What is the running time of \(\textsc{Heapsort}\) on an array \(A\) of length \(n\) that is already sorted in increasing order? What about decreasing order?
To analyze heapsort’s performance on sorted inputs, we need to consider two phases separately: building the heap and extracting elements. Unlike quicksort, which performs dramatically differently on sorted versus unsorted data, heapsort’s behavior is more uniform.
Running time for increasing order
When the input array is sorted in increasing order (e.g., \(\langle 1, 2, 3, 4, 5 \rangle\)), it represents the worst possible configuration for a max-heap. The smallest element sits at the root position, and building the max-heap requires extensive restructuring.
During the \(\textsc{Build-Max-Heap}\) phase, we still need \(O(n)\) time regardless of the input order (this is always true for building a heap). However, the structure we create is quite different from what we started with.

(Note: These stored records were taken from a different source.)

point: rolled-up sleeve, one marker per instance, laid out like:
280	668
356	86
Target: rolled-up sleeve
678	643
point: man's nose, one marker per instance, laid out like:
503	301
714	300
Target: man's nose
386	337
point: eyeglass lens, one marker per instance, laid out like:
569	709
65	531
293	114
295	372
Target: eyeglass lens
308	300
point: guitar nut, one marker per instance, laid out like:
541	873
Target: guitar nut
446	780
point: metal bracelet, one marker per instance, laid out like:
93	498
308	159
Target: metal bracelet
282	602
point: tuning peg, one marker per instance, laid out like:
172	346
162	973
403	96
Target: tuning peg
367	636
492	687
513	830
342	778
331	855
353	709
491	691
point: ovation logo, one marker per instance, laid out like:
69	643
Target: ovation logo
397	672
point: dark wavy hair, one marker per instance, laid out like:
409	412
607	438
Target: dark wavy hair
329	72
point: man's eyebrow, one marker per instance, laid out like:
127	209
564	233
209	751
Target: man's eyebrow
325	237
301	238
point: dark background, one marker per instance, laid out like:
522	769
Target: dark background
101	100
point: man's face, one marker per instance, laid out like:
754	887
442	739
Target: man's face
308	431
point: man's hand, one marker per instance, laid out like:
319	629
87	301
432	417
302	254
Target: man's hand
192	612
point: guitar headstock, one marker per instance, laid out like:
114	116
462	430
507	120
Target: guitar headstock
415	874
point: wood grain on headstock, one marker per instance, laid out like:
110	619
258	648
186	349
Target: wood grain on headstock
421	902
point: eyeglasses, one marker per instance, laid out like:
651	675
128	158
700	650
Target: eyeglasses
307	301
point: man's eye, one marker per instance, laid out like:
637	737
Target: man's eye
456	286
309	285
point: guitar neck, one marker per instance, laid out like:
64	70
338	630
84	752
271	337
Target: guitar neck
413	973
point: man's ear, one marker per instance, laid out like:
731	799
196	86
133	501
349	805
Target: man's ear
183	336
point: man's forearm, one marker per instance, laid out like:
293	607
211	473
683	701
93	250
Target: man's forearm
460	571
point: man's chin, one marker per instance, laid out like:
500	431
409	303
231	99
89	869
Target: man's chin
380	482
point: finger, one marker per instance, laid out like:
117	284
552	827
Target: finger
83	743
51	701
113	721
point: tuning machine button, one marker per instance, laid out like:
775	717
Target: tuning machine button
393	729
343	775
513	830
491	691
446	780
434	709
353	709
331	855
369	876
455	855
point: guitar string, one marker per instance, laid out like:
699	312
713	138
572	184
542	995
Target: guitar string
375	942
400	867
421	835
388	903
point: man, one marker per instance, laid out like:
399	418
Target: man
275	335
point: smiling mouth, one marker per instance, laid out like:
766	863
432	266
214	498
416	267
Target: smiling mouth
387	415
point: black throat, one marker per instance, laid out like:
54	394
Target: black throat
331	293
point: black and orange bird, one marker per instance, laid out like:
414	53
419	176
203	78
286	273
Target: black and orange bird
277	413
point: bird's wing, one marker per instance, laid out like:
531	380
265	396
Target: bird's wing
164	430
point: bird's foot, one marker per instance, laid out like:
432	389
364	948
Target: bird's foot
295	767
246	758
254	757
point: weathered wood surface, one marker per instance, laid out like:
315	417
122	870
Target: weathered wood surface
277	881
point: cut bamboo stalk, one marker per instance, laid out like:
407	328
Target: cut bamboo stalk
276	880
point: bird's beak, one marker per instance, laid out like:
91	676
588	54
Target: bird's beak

In the sorting phase, each call to \(\textsc{Max-Heapify}\) after swapping the root to the end must traverse nearly the full height of the heap. For an array sorted in increasing order, after we build the max-heap, the largest element is at the root. When we remove it and call \(\textsc{Max-Heapify}\), the new root (which came from the last position) is typically much smaller than its children, so it must sink all the way down to a leaf position.
This pattern repeats for all \(n-1\) iterations. Each \(\textsc{Max-Heapify}\) operation takes \(O(\lg n)\) time in the worst case. Therefore, the total running time is \(O(n \lg n)\).
Running time for decreasing order
When the input array is sorted in decreasing order (e.g., \(\langle 5, 4, 3, 2, 1 \rangle\)), it already satisfies the max-heap property. The largest element is at position 1, and each parent is larger than its children.
During \(\textsc{Build-Max-Heap}\), very little work is needed since the array already forms a valid max-heap. However, this doesn’t help us in the sorting phase.
In the sorting phase, we still perform \(n-1\) iterations, each involving a swap and a call to \(\textsc{Max-Heapify}\). Even though we started with a perfect max-heap, after each swap we place a small element at the root, which must sink down through the heap. This still requires \(O(\lg n)\) time per iteration.
Therefore, the running time is still \(O(n \lg n)\).